Comparative analysis of chaotic and deterministic methods to territory coverage by drone swarms
Main Article Content
Abstract
This study proposes a hybrid chaotic-deterministic method for controlling a swarm of unmanned aerial vehicles, integrating social interactions such as separation, cohesion, alignment, and binding with an attraction-driven search strategy. The two-level anti-stagnation system operates at the level of individual agents (‘micro’) and the collective swarm (‘macro’) to prevent local minima and maintain controlled trajectory smoothing. The method uses double course conditioning to balance smooth trajectories with stochastic exploration. Meanwhile, an attractiveness function evaluates potential movement directions quantitatively based on territory novelty, distance factors and course stability. Social interaction forces – repulsion, cohesion, alignment and centroid binding – ensure swarm stability and collision avoidance throughout mission execution.

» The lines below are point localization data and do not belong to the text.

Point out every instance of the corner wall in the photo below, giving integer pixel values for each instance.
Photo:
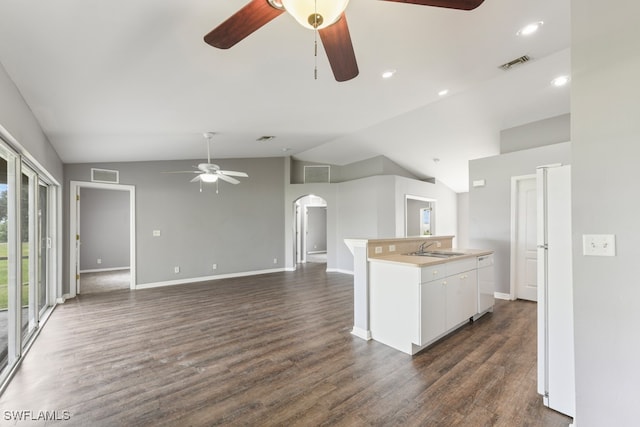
(605, 107)
(490, 206)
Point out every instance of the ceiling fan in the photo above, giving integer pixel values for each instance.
(210, 173)
(325, 16)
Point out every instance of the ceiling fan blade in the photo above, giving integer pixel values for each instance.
(337, 44)
(233, 173)
(244, 22)
(450, 4)
(228, 179)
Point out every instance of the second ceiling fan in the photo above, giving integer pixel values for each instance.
(325, 16)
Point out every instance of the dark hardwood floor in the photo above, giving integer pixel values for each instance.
(269, 350)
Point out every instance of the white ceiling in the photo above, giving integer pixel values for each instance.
(126, 80)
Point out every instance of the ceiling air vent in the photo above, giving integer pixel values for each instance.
(317, 174)
(104, 175)
(514, 62)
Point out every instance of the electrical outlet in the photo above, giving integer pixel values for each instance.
(599, 244)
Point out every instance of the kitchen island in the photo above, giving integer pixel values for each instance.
(420, 289)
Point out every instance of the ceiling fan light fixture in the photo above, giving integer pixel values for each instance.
(529, 29)
(315, 14)
(209, 177)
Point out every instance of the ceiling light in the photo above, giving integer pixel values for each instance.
(265, 138)
(529, 29)
(560, 81)
(388, 74)
(209, 177)
(315, 14)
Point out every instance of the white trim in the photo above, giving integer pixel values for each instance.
(100, 270)
(514, 232)
(74, 187)
(339, 270)
(361, 333)
(501, 295)
(207, 278)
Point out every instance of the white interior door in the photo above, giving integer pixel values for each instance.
(526, 286)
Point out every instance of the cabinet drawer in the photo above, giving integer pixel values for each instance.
(432, 273)
(456, 267)
(485, 261)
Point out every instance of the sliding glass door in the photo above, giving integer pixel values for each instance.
(4, 263)
(25, 242)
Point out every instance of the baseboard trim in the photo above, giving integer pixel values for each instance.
(501, 295)
(339, 270)
(206, 278)
(100, 270)
(361, 333)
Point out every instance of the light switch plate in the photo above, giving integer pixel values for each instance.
(599, 244)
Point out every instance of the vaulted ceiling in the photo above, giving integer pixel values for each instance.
(134, 80)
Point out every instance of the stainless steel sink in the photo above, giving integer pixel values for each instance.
(437, 254)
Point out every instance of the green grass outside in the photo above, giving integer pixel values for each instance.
(4, 266)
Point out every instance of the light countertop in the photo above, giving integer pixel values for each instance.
(423, 261)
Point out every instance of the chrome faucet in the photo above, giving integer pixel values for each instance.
(423, 247)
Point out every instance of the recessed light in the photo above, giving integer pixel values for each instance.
(560, 81)
(388, 74)
(529, 29)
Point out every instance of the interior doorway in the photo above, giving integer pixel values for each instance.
(311, 229)
(524, 252)
(102, 237)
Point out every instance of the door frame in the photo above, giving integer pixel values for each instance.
(515, 180)
(74, 229)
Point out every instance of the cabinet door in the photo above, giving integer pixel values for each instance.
(461, 297)
(432, 310)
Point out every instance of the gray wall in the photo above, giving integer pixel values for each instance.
(241, 229)
(104, 229)
(544, 132)
(490, 206)
(605, 105)
(379, 165)
(463, 220)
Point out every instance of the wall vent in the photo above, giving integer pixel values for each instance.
(105, 175)
(507, 66)
(317, 174)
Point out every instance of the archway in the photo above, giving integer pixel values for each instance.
(310, 242)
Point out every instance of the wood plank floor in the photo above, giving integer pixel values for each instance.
(270, 350)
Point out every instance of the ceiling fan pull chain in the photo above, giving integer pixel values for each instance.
(315, 40)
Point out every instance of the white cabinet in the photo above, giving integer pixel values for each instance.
(432, 310)
(410, 307)
(448, 298)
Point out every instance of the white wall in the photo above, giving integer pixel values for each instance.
(21, 129)
(490, 206)
(605, 110)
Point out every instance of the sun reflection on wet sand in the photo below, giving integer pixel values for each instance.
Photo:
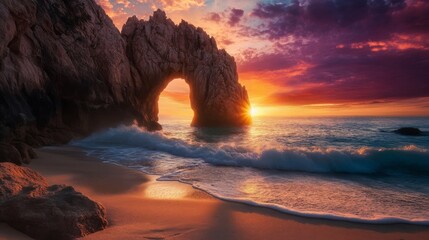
(166, 190)
(170, 190)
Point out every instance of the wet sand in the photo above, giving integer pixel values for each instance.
(139, 207)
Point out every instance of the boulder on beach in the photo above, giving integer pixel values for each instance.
(409, 131)
(29, 205)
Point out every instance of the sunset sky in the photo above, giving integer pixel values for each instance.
(309, 57)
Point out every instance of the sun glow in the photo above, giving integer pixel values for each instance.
(254, 111)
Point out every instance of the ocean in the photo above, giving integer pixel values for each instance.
(352, 169)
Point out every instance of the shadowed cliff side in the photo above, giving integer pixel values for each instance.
(65, 70)
(160, 51)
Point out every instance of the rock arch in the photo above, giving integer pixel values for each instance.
(160, 51)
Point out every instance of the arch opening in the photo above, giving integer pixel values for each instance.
(174, 102)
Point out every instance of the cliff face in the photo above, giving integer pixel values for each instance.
(64, 65)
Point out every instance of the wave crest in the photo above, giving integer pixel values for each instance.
(409, 159)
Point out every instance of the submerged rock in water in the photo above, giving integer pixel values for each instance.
(28, 204)
(409, 131)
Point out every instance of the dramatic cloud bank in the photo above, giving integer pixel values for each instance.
(310, 52)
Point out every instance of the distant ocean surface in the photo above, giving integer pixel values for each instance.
(352, 169)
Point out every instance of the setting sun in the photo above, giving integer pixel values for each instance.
(253, 111)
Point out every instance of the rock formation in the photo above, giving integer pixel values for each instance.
(28, 204)
(160, 51)
(65, 70)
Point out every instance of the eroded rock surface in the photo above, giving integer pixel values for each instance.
(65, 66)
(28, 204)
(160, 51)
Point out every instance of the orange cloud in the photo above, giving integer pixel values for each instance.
(178, 5)
(398, 42)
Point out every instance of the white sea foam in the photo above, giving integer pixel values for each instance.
(365, 160)
(355, 198)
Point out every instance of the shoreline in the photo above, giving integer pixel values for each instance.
(139, 207)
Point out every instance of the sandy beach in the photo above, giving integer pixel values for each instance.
(139, 207)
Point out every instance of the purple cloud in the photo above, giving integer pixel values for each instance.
(235, 16)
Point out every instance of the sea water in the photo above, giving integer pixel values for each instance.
(352, 169)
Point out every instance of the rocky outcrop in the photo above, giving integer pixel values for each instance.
(160, 51)
(409, 131)
(62, 65)
(28, 204)
(65, 70)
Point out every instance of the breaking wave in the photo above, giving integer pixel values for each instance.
(368, 160)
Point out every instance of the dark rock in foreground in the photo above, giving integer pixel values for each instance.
(64, 66)
(409, 131)
(8, 153)
(28, 204)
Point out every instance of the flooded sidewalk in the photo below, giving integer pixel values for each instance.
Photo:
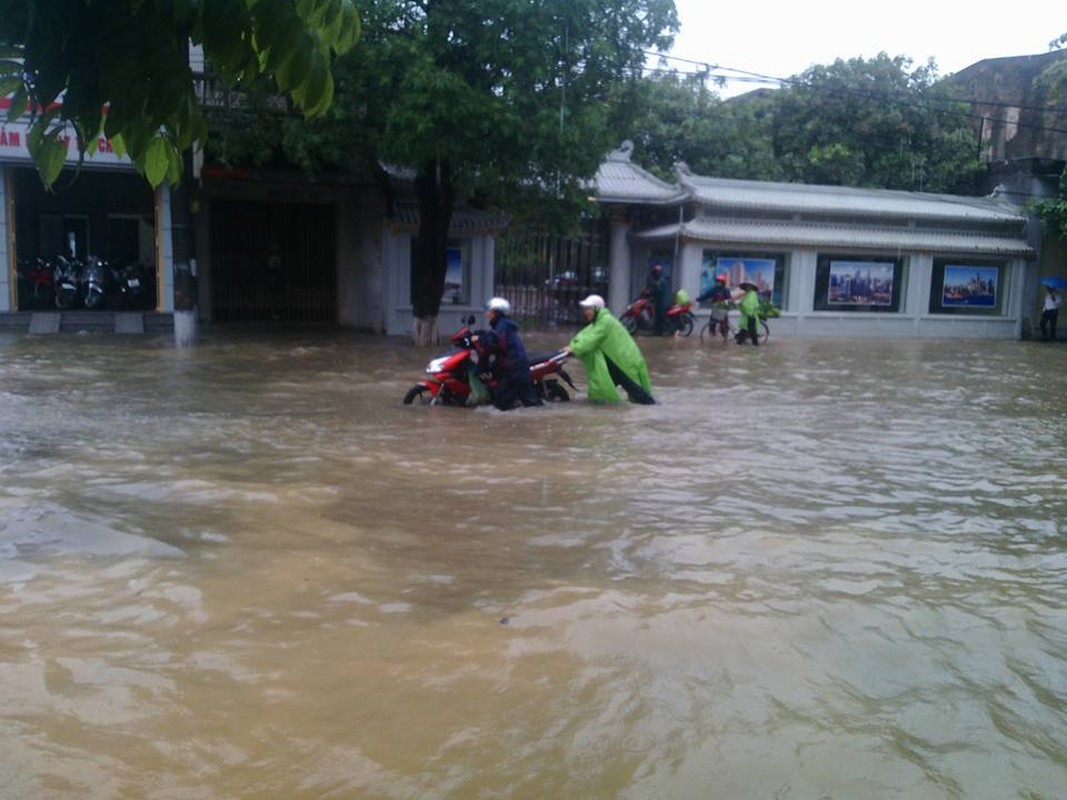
(814, 570)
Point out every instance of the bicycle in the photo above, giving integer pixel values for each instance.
(713, 330)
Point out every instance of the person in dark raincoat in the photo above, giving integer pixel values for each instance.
(610, 356)
(657, 293)
(509, 363)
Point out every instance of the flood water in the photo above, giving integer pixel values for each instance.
(825, 570)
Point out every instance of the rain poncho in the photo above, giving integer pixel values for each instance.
(606, 338)
(749, 308)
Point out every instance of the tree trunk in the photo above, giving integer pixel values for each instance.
(429, 249)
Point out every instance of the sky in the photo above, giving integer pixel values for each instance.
(783, 37)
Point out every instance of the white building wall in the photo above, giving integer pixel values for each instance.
(800, 319)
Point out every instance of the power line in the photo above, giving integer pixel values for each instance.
(926, 104)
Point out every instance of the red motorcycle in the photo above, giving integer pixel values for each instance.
(639, 316)
(449, 376)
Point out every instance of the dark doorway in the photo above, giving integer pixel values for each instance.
(273, 261)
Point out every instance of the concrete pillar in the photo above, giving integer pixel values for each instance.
(186, 328)
(620, 264)
(6, 241)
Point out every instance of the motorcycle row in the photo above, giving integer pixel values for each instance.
(66, 283)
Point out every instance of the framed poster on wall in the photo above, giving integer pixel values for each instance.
(766, 272)
(846, 284)
(967, 287)
(457, 276)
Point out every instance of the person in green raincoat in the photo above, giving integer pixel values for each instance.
(610, 356)
(749, 315)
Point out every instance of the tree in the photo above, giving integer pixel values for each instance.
(491, 98)
(874, 123)
(120, 68)
(674, 117)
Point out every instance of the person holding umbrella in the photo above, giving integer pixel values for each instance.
(1050, 314)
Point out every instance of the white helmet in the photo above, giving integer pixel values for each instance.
(593, 301)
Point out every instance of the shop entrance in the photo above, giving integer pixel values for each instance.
(273, 261)
(89, 244)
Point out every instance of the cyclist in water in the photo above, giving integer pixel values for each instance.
(718, 296)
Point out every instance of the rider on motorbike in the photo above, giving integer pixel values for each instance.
(508, 361)
(719, 298)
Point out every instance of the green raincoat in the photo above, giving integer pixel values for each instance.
(749, 308)
(605, 336)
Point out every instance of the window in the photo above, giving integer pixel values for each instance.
(457, 273)
(858, 284)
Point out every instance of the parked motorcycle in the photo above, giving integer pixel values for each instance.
(449, 376)
(36, 284)
(65, 276)
(639, 316)
(94, 283)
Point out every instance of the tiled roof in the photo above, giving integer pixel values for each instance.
(802, 198)
(465, 220)
(850, 237)
(620, 180)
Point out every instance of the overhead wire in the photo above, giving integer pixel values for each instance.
(747, 76)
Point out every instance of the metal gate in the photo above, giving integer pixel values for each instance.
(273, 261)
(545, 274)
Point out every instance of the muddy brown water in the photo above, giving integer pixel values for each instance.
(815, 570)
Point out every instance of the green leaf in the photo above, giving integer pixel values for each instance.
(174, 166)
(50, 157)
(10, 85)
(117, 144)
(157, 160)
(18, 101)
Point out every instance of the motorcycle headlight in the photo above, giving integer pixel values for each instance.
(436, 365)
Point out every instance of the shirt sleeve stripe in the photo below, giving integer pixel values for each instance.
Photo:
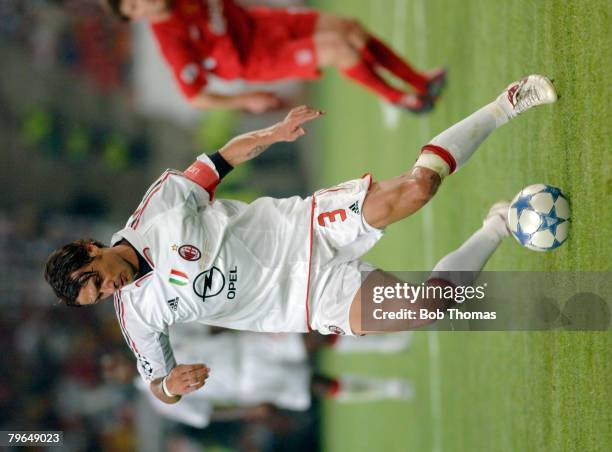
(203, 175)
(119, 310)
(143, 204)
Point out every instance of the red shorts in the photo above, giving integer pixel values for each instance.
(283, 45)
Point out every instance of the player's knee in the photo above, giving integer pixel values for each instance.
(344, 53)
(417, 189)
(356, 34)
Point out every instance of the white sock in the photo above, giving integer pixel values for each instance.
(452, 148)
(377, 343)
(462, 266)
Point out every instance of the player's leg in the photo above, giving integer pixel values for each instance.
(461, 267)
(391, 200)
(340, 42)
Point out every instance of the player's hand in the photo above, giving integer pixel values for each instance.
(186, 378)
(259, 102)
(290, 128)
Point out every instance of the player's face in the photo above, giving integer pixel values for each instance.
(143, 9)
(104, 275)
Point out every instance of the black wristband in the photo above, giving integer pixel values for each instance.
(221, 165)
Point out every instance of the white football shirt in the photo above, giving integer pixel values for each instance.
(220, 262)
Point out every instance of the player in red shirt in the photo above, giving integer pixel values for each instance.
(197, 37)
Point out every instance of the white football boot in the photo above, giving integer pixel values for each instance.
(497, 219)
(528, 92)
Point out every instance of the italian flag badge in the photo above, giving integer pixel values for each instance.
(178, 277)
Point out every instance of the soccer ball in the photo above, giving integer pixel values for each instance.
(539, 217)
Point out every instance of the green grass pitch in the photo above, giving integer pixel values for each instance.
(483, 391)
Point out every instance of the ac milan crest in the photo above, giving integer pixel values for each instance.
(190, 253)
(336, 330)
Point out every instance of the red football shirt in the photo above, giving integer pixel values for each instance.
(204, 36)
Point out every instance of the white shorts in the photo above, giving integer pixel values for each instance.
(340, 237)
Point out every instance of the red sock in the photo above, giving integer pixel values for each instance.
(364, 74)
(378, 52)
(334, 388)
(332, 339)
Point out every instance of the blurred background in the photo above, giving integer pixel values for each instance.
(90, 116)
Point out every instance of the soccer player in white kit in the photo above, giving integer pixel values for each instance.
(275, 265)
(252, 370)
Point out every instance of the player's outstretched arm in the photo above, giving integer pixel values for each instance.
(181, 380)
(255, 102)
(250, 145)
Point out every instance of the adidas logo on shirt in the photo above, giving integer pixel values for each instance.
(173, 304)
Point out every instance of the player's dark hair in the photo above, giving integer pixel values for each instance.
(62, 263)
(114, 6)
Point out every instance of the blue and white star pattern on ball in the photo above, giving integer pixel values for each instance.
(539, 217)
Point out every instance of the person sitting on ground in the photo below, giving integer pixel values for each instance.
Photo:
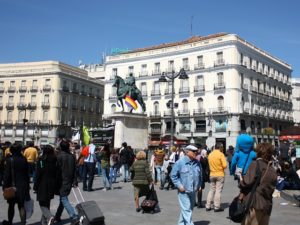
(141, 178)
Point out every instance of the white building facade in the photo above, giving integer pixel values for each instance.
(51, 96)
(233, 86)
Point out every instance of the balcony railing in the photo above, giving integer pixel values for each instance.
(22, 89)
(34, 88)
(199, 66)
(184, 112)
(8, 122)
(183, 90)
(45, 105)
(10, 105)
(199, 88)
(199, 111)
(11, 89)
(64, 105)
(155, 93)
(143, 74)
(155, 130)
(21, 106)
(32, 105)
(219, 86)
(155, 114)
(47, 87)
(156, 72)
(219, 110)
(112, 97)
(219, 62)
(66, 88)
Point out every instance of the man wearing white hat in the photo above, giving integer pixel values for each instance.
(187, 178)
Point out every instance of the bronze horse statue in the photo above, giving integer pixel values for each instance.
(125, 89)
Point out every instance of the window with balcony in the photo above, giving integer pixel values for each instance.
(171, 66)
(144, 71)
(144, 88)
(157, 68)
(220, 103)
(185, 126)
(184, 86)
(200, 126)
(200, 63)
(130, 69)
(32, 116)
(156, 108)
(45, 116)
(185, 64)
(113, 108)
(115, 72)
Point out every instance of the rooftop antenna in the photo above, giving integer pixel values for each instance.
(192, 17)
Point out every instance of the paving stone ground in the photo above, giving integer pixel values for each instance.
(118, 207)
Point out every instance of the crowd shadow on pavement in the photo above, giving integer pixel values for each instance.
(202, 222)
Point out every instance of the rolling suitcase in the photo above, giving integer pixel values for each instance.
(88, 211)
(150, 203)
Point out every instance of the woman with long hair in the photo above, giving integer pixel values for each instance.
(16, 172)
(46, 183)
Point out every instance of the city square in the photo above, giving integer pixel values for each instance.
(112, 97)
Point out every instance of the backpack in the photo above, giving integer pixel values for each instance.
(85, 151)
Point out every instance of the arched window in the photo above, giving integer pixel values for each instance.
(113, 108)
(220, 103)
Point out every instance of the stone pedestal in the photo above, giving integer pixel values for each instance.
(131, 128)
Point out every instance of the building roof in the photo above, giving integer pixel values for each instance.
(171, 44)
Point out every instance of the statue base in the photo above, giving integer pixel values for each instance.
(130, 128)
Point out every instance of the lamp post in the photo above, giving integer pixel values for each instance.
(163, 78)
(24, 126)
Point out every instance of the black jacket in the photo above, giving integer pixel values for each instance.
(67, 169)
(47, 179)
(21, 176)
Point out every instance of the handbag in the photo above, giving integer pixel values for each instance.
(29, 206)
(10, 192)
(238, 208)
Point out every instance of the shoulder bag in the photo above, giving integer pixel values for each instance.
(10, 192)
(238, 209)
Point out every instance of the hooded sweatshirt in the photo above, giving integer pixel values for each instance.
(244, 147)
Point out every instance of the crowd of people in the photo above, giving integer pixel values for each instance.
(55, 170)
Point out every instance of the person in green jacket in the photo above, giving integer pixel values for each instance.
(142, 178)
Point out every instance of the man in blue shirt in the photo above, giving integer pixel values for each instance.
(187, 178)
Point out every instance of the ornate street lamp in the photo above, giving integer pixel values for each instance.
(172, 76)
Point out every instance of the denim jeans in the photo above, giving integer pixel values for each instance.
(88, 171)
(105, 177)
(187, 203)
(64, 203)
(125, 172)
(113, 174)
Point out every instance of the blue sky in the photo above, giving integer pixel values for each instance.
(73, 30)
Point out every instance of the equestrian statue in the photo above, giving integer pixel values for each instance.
(128, 88)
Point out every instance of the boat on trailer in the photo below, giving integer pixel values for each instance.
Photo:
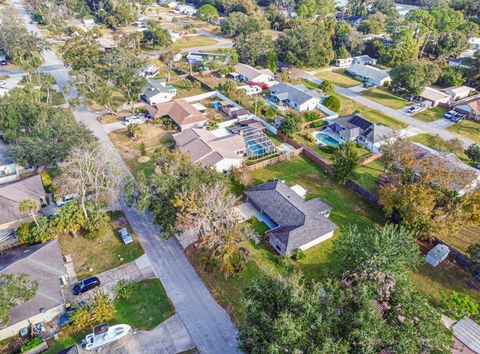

Comparative experimental validation was conducted through multiple simulation launches for each method in irregular polygonal territories. Both the chaotic and deterministic waypoint-based approaches demonstrated exceptional mission reliability, achieving a target coverage threshold in all trials, thereby confirming complete success rates. In terms of coverage efficiency, the chaotic method achieved superior average territory completeness compared to the deterministic approach, representing a measurable improvement. However, this enhanced coverage precision comes at a significant computational time cost: the chaotic method required substantially longer average mission duration compared to the optimized waypoint method. The chaotic approach also exhibited notably higher variability in results, reflecting the inherently stochastic nature of exploration-based methods. Thus, while the chaotic method demonstrates superior coverage efficiency, it exhibits inferior time efficiency compared to the deterministic baseline.
These findings quantify the fundamental trade-off between thorough exploration and time efficiency in unmanned aerial vehicle swarm operations, providing empirical evidence to inform mission-critical deployment decisions. The results suggest that chaotic methods are best suited to scenarios that prioritize comprehensive coverage and adaptability, such as search and rescue operations where undetected casualties would be a critical failure, while deterministic approaches are more effective in time-sensitive missions with predictable environments. The reliability of both methodologies, combined with the quantification of performance differences, enables the selection of methods based on evidence, aligned with specific operational requirements, mission constraints and acceptable risk-time-accuracy trade-off parameters.